Demokrasi de önceden verili bir sistem değil kendini belirsizlikler içinde sürekli yenileyen bir sistemdir. Dolayısıyla meseleyi Kürtlerin sadece Türkiye’de entegre olması anlamında ele almamak gerekir. Bu çift taraflı dinamik bir olgu olmalıdır.”

Youtube kanalında sansasyonel videolarıyla bilinen Hande Karacasu, X hesabında yorumlamış: “Barış hedefine ulaşmak POZİTİF ENTEGRASYON ile mümkündür” diyor Abdullah Öcalan. Peki, siz ‘POZİTİF ENTEGRASYON’ nedir biliyor musunuz?

Entegrasyon teorileri negatif ve pozitif olmak üzere ikiye ayrılır. Pozitif entegrasyon, yasaları yeni oluşan bütünleşik düzene uyumlu hale getirmek, yasalarda yapılan değişiklik çerçevesinde yeni kurumlar oluşturmak ve politikalar geliştirmek demektir.

Bu da demek oluyor ki ulusal yasalar yeni sürece göre uyumlaştırılacak yani düzenlenecek, tarafların daha geniş özerklik alanı elde etmesi için adem-i merkeziyetçiliğe yaklaşılacak. Öcalan zaten sonunda Kürt ulusal devlet talebinden vazgeçtiklerini söylüyor. İşte bu, özerk bölge talebini işaret ediyor.”

Dr. Ahmet Aslan imzasıyla 17 Nisan 2021’de Perspektif sitesinde yayınlanan “Entegrasyon Nedir?” başlıklı makalede pozitif entegrasyon ve negatif entegrasyondan şöyle bahsediliyor:

“Genel anlamıyla entegrasyon; bir bütüne uyma, tek tek parçalardan bir bütüne ulaşma, toplumsal bir grubun ortak değer ve normlar çerçevesinde bütüne uyumu gibi anlamlara gelmektedir. Sosyolojik bir terim olarak üzerinde fikir birliği olmamakla birlikte entegrasyon; bir toplumu meydana getiren bireylerin, farklı grupların ve diğer çeşitli ünitelerin karşılıklı bağımlılık ve düzen oluşturacak şekilde birleşmeleri süreci olarak da tanımlanabilir.
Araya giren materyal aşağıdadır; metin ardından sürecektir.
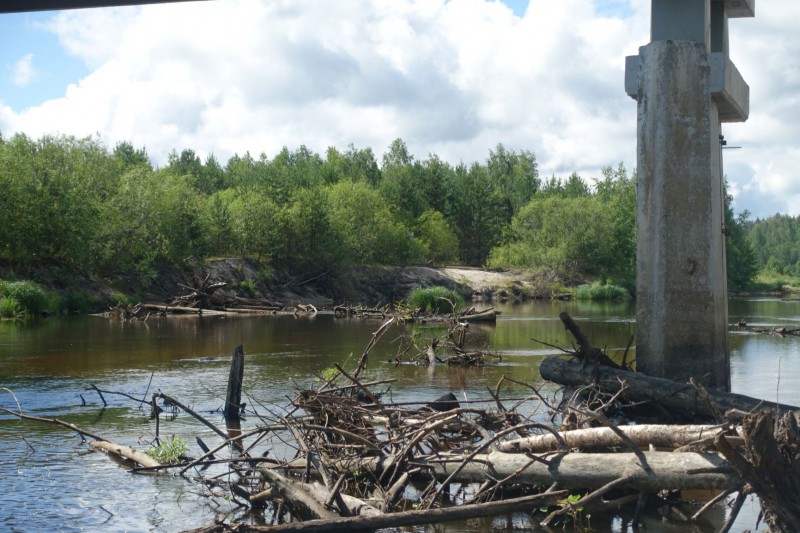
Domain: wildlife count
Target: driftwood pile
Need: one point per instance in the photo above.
(345, 457)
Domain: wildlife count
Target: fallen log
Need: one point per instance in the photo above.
(400, 519)
(770, 466)
(166, 309)
(603, 438)
(679, 471)
(641, 387)
(306, 505)
(488, 315)
(126, 452)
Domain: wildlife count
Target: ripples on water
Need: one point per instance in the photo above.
(51, 481)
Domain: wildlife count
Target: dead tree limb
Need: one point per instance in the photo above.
(641, 387)
(603, 438)
(400, 519)
(233, 397)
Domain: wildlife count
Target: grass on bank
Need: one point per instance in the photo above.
(436, 299)
(22, 300)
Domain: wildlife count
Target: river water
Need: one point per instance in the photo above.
(51, 481)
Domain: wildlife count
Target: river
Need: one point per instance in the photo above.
(51, 481)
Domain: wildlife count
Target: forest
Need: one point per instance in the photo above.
(75, 207)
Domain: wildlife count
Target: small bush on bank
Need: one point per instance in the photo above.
(30, 297)
(10, 308)
(601, 291)
(75, 302)
(435, 299)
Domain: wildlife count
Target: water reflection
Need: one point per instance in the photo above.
(50, 364)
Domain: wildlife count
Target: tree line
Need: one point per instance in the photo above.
(74, 205)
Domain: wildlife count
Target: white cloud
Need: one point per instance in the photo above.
(450, 77)
(23, 73)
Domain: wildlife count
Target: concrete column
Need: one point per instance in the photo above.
(681, 287)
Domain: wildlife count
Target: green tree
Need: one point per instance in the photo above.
(438, 238)
(742, 265)
(365, 230)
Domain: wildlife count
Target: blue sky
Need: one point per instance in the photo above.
(452, 77)
(25, 41)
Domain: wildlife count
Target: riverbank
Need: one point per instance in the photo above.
(369, 285)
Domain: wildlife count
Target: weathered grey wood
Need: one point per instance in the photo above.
(660, 436)
(304, 503)
(405, 518)
(679, 471)
(682, 471)
(125, 452)
(233, 398)
(640, 387)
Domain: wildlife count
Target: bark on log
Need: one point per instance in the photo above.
(771, 466)
(641, 387)
(400, 519)
(603, 438)
(304, 503)
(681, 471)
(125, 452)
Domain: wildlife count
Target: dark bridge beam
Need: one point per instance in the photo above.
(18, 6)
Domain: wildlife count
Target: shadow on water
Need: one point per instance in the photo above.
(53, 482)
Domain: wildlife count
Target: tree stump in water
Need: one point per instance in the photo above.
(233, 399)
(770, 466)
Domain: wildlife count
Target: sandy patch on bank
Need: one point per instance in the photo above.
(484, 280)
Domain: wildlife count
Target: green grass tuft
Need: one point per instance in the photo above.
(171, 451)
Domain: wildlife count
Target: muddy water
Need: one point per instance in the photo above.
(51, 481)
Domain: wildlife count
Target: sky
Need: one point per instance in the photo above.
(450, 77)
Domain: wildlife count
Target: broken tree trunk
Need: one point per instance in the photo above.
(233, 398)
(641, 387)
(770, 466)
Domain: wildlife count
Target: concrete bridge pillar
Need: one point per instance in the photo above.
(685, 86)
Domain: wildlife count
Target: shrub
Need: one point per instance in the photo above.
(10, 308)
(601, 291)
(75, 302)
(435, 299)
(29, 296)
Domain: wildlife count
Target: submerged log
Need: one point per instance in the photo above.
(125, 452)
(488, 315)
(641, 387)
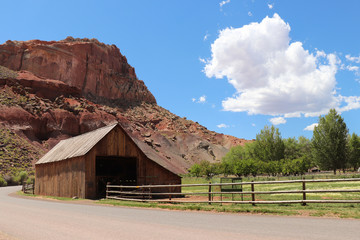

Bir süreç olmanın yanında bir işlev ya da bir amaç olarak da nitelenebilen bu kavram; ayrışma, asimilasyon ya da çatışma gibi terimlerin karşısına konumlandırılmaktadır. Bu doğrultuda entegrasyon, çeşitli kültürel grupların eşit haklarla bir arada yaşamalarını vaat eder. Söz konusu amaçlara ulaşılmasında eşit yasal muamele sorunlarını giderme, ayrımcılıkla mücadele etme, toplumun çeşitli kesimlerinin birbirlerini tanımalarını teşvik etme gibi öncelikle ifa edilmesi gereken görevler olarak belirir.

Pozitif entegrasyon; genellikle sosyal, ekonomik ya da kültürel bağlamda, farklı grupların veya sistemlerin uyum içinde bir arada çalışarak birbirlerini desteklemeleri ve güçlendirmeleri anlamına gelir. Bu tür bir entegrasyon, yalnızca farklı grupların bir arada bulunmasıyla sınırlı kalmaz; aynı zamanda bu gruplar arasındaki etkileşimlerin, işbirliğinin ve karşılıklı anlayışın artırılmasını hedefler. Bu sayede daha bütünleşmiş ve uyumlu bir toplum veya sistem yaratılması amaçlanır.

Entegrasyona dair ilk teoriler ve politik uygulamalar, ABD’de 60’lı yıllarda asimilasyon politikalarının etkisizliği belirince gündeme gelmiştir. Entegrasyon tartışmalarının Avrupa’ya intikali ise misafir (göçmen) işçilerin kalıcılığının belirginleştiği daha sonraki dönemlerde gerçekleşmiştir.

Entegrasyon dışında birlikte yaşama dair tezler olarak karşımıza çıkan iki daha teori var: Asimilasyon ve çok kültürlülük. Bunlardan asimilasyon, aslında entegrasyonun bir ileri aşaması olarak görülmektedir.

Amerika’da 1920’lerde göçmenler için dördüncü aşaması asimilasyon olan ırk ilişkilerine dair bir döngü tasarlanmıştı. Bu kaçınılmaz, evrimsel döngüye göre göçmenler; asimile olmadan önce temas, çatışma ve uyum aşamalarını yaşamaktaydı. Bu döngünün etnisiteler arası evliliklerle hızlanacağı ve nihayetinde bütün kültürel farklılıkları bir potada eritebileceği (melting pot-FB) varsayılmaktaydı.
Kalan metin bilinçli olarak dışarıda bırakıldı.